DOC Data is a powerful environment for structuring data and generating analysis from full-text clinical studies and other epidemiology sources. DOC Data enables finger-tip ready review and analysis of data. The methodologies incorporated into the DOC Data platform meet the highest global evidence-based medicine standards and practices. Data analytics are directly integrated into the R Project for Statistical Computing modules so there is no denigration tied to data portability issues. The centralization and structuring of clinical data into a single, quality-controlled data hub and networked repository streamlines access and integration into an organization’s best-practices workflows.

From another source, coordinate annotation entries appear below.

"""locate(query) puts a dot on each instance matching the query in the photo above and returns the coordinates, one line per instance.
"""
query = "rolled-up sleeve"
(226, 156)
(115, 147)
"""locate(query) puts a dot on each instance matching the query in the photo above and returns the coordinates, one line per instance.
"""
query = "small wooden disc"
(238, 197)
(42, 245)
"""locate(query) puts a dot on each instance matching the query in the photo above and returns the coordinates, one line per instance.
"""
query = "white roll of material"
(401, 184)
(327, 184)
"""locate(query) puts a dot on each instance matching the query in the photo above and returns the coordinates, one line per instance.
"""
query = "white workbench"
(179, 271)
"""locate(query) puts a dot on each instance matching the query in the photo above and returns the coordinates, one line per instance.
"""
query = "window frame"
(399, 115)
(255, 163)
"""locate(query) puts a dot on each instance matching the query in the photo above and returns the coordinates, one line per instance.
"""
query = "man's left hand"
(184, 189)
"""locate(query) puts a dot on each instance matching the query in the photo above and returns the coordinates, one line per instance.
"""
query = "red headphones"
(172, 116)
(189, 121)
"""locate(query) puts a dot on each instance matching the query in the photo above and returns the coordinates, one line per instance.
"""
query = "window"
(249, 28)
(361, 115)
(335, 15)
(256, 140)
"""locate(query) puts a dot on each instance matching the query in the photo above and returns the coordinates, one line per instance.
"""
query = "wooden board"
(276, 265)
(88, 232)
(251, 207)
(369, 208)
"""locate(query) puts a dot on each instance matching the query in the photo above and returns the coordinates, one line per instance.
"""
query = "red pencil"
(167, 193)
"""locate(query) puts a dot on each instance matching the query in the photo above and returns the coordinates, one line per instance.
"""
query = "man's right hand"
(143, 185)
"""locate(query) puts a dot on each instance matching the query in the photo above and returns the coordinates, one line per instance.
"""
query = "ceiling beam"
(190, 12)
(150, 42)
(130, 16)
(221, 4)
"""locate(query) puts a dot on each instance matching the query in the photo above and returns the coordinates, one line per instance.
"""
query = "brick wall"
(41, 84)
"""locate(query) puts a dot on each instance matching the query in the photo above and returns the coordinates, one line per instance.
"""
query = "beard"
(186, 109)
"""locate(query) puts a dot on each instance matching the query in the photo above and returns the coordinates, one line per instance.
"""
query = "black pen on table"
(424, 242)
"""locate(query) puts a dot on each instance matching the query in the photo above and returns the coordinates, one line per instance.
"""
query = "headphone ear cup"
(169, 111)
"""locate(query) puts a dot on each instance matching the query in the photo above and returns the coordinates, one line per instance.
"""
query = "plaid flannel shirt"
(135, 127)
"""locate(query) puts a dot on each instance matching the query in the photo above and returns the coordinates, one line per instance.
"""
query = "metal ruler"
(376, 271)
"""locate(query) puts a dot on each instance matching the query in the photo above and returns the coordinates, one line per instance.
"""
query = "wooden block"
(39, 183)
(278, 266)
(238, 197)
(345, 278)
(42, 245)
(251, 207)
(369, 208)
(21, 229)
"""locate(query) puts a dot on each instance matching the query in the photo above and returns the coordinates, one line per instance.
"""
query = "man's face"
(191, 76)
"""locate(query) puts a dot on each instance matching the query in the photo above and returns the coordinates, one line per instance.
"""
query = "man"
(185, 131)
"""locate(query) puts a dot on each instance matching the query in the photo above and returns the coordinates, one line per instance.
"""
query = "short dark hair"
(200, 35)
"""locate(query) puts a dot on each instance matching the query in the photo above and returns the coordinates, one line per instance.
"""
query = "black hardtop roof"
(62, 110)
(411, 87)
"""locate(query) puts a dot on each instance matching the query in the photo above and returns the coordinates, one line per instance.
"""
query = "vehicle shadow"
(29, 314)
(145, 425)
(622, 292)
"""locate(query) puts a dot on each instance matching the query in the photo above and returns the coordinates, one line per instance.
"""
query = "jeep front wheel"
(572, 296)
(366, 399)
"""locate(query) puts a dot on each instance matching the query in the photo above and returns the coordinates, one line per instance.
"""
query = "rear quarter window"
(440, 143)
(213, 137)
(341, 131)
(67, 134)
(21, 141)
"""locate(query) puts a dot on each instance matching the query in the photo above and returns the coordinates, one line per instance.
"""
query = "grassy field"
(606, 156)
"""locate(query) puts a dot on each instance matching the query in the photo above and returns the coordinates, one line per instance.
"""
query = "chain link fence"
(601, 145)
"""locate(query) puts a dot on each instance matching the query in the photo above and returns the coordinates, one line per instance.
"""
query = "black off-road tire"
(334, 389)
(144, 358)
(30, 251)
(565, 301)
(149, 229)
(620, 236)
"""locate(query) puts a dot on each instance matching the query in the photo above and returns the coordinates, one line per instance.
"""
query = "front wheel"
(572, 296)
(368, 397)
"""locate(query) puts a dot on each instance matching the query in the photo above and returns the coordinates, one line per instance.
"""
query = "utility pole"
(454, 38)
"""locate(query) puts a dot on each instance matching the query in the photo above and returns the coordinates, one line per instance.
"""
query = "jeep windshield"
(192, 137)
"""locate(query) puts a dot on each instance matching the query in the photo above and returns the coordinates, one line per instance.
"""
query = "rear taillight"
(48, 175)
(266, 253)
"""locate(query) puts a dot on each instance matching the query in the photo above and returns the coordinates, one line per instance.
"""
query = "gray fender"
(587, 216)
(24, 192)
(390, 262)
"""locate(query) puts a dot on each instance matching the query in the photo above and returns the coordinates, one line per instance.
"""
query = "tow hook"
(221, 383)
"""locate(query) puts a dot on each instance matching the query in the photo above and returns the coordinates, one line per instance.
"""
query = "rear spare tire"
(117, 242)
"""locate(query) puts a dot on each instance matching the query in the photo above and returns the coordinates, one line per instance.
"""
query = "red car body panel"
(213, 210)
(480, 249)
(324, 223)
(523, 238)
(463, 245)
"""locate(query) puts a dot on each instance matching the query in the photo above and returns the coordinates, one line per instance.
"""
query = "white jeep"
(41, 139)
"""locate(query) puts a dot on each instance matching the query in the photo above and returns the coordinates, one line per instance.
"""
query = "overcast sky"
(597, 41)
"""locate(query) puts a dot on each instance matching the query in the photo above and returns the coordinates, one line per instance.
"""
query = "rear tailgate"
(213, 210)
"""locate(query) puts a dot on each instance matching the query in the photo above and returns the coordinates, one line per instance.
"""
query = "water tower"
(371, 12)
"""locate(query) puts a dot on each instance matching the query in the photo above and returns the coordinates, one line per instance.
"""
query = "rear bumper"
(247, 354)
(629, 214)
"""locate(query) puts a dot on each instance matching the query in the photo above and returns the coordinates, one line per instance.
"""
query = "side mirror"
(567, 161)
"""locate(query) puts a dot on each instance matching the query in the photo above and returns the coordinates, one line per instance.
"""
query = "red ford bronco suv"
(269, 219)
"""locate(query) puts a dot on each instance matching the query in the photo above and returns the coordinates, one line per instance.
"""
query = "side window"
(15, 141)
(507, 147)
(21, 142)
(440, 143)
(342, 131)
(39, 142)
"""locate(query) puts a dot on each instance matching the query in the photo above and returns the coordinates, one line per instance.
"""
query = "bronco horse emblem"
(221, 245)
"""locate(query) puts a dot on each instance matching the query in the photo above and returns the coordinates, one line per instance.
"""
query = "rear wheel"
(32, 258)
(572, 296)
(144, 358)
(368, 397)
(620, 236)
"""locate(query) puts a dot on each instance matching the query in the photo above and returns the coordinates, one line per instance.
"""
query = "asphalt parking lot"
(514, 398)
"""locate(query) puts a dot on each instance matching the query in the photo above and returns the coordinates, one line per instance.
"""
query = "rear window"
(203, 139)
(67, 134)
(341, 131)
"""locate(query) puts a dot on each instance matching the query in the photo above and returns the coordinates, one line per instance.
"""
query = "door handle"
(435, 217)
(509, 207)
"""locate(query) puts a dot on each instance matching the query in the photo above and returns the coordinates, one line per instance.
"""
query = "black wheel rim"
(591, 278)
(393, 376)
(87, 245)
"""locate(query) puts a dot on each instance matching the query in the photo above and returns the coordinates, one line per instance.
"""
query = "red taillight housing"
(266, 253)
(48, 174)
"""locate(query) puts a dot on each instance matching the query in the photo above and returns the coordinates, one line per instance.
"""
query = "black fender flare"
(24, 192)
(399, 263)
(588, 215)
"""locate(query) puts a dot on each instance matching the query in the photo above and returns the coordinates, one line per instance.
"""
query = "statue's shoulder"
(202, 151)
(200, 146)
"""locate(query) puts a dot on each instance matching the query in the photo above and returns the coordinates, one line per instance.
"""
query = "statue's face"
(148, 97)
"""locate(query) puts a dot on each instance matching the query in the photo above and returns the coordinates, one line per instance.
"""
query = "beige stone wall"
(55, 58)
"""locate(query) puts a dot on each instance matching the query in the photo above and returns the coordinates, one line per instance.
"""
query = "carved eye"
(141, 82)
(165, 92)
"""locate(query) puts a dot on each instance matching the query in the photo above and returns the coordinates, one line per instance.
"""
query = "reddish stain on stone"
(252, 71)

Each DOC Data project is developed using Doctor Evidence's proprietary DOC—Digital Outcome Conversion—data extraction process, in which data from full-text articles are curated and organized into highly structured data sets. DOC Data includes a powerful term ontology management system—DOC OS—that enables versatility to various users of clinical data regarding the management of medical terms. DOC OS uses advanced machine learning principles that delivers agility to multiple users to perform specific analysis with linked traceability back to the original source document. The system has a multilayered ontology learning structure to tokenize term associations at various levels: the enterprise, departments, geographies, functions, or user id.
DOC Data outputs encompass three main features:
- Study Summaries. View critical data points, tables and figures from a study in a single convenient webpage.
- Table and Chart Wizard Tools. Summarize key information from multiple studies into summary and table analysis.
- Analysis. Create meta-analyses, Bayesian and other EBM analysis on multiple outcomes in minutes; supplement existing direct data or create new analyses using indirect comparisons of two interventions with a common comparator.